I tried to create my own scorer according to the given instruction https://github.com/mozilla/STT/blob/master/doc/Scorer.rst
Unfortunately, on a test audio recording with my own scorer instead of “why should one hall on the way” it recognizes the following phrase “wsauanatfuantdav”
If I decrease the default_alpha parameter to about 0.001, then it recognizes the following phrase “wsae ae ae a ta w”
I assumed that the problem could be caused by incorrect scripts. To test this hypothesis, I tried to assemble the scorer on the body, which is mentioned in the instructions. As a result, the phrase was correctly recognized
Please help me solve this problem if anyone has encountered a similar problem when creating a scorer on their own case
Please explicitely states the exact steps you took. Often people refers to “I followed the documentation” and it turns out they did something wrong.
What model are you using? What data source for the scorer? Parameters?
I don’t understand what you mean.
Please correctly state your problem, right now it’s too vague.
- python3 generate_lm.py --input_txt …/…/…/deepspeech_data/simple_corpus.txt --output_dir ./ --top_k 500000 --kenlm_bins …/…/…/deepspeech_data/kenlm/build/bin/ --arpa_order 5 --max_arpa_memory “85%” --arpa_prune “0|0|1” --binary_a_bits 255 --binary_q_bits 8 --binary_type trie
- ./generate_scorer_package --alphabet /mount/export2/alphabets/vocab_en.txt --lm lm.binary --vocab vocab-500000.txt --package kenlm.scorer --default_alpha 0.931289039105002 --default_beta 1.1834137581510284
I used the given model mozilla/deepspeech-0.8.0-models.tflite
Unfortunately, I am not allowed to provide my corpus. My corpus is in English and contains approximately 1900 unique words.
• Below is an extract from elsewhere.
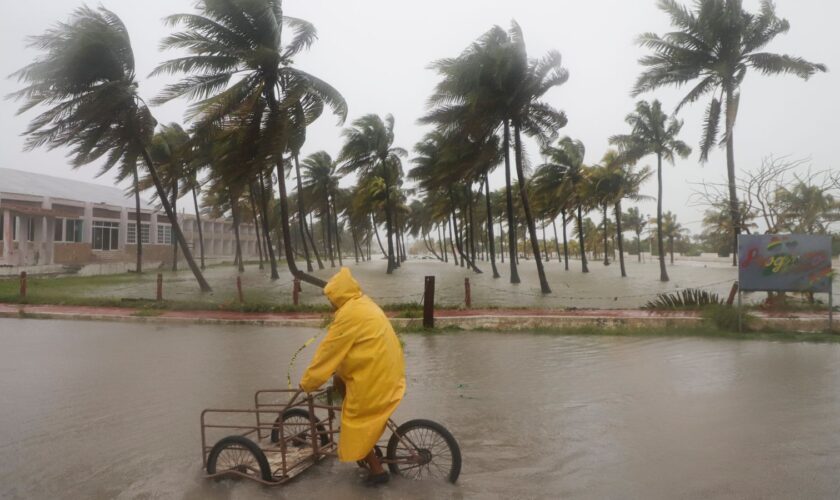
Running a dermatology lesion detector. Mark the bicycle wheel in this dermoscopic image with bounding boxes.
[386,419,461,483]
[207,436,271,481]
[271,408,330,448]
The parameters I’ve tried using:
- –default_alpha 0.931289039105002 --default_beta 1.1834137581510284
- –default_alpha 0.0001 --default_beta 1.1834137581510284
- –default_alpha 3.756 --default_beta 4.756
All other parameters are the same as in the instructions.
A phrase that is recognized with certain parameters on my corpus: - “wsauanatfuantdav”
- “wsae ae ae a ta w”
- “wsauanatfuantdav”
Sorry for my english. I mean i tried using LibriSpeech corpus
My problem is that when I try to use my corpus, I get an incorrect recognition. Wherein the arpa file I receive looks correctly
Where are those values coming from?
From this instruction: DeepSpeech/doc/Scorer.rst at master · mozilla/DeepSpeech · GitHub
I also forgot to clarify that I had already used my corpus in another DeepSpeech implementation with these parameters: --default_alpha 3.756 --default_beta 4.756.
There I got well recognition accuracy.
Have you read and understood what those parameters are doing? They need to be adjusted for your pair of dataset and scorer. So if --default_alpha 3.756 --default_beta 4.756
works well, where is the problem?
I understand what these parameters are responsible for.
These parameters work well with another DeepSpeech implementation, but I need them to work well with Mozilla’s DeepSpeech implementation.
What do you mean? I don’t understand.
I mean, on a given DeepSpeech implementation, LM built only with KenLM shows good results.
At the same time, LM, built according to the above-mentioned instruction on DeepSpeech from Mozilla, does not recognize correctly
This is a completely different project.
Sorry, but you are mixing a lot of things, and different projects here, I have no idea what you are doing.
Thanks for the help. I just figured out what the problem is. When generating the scorer package, I used my alphabet, which is different from the alphabet used for training deepspeech-0.8.0-models.tflite
Not unusal, and that’s why “I followed the docs” is not enough for us to help diagnose.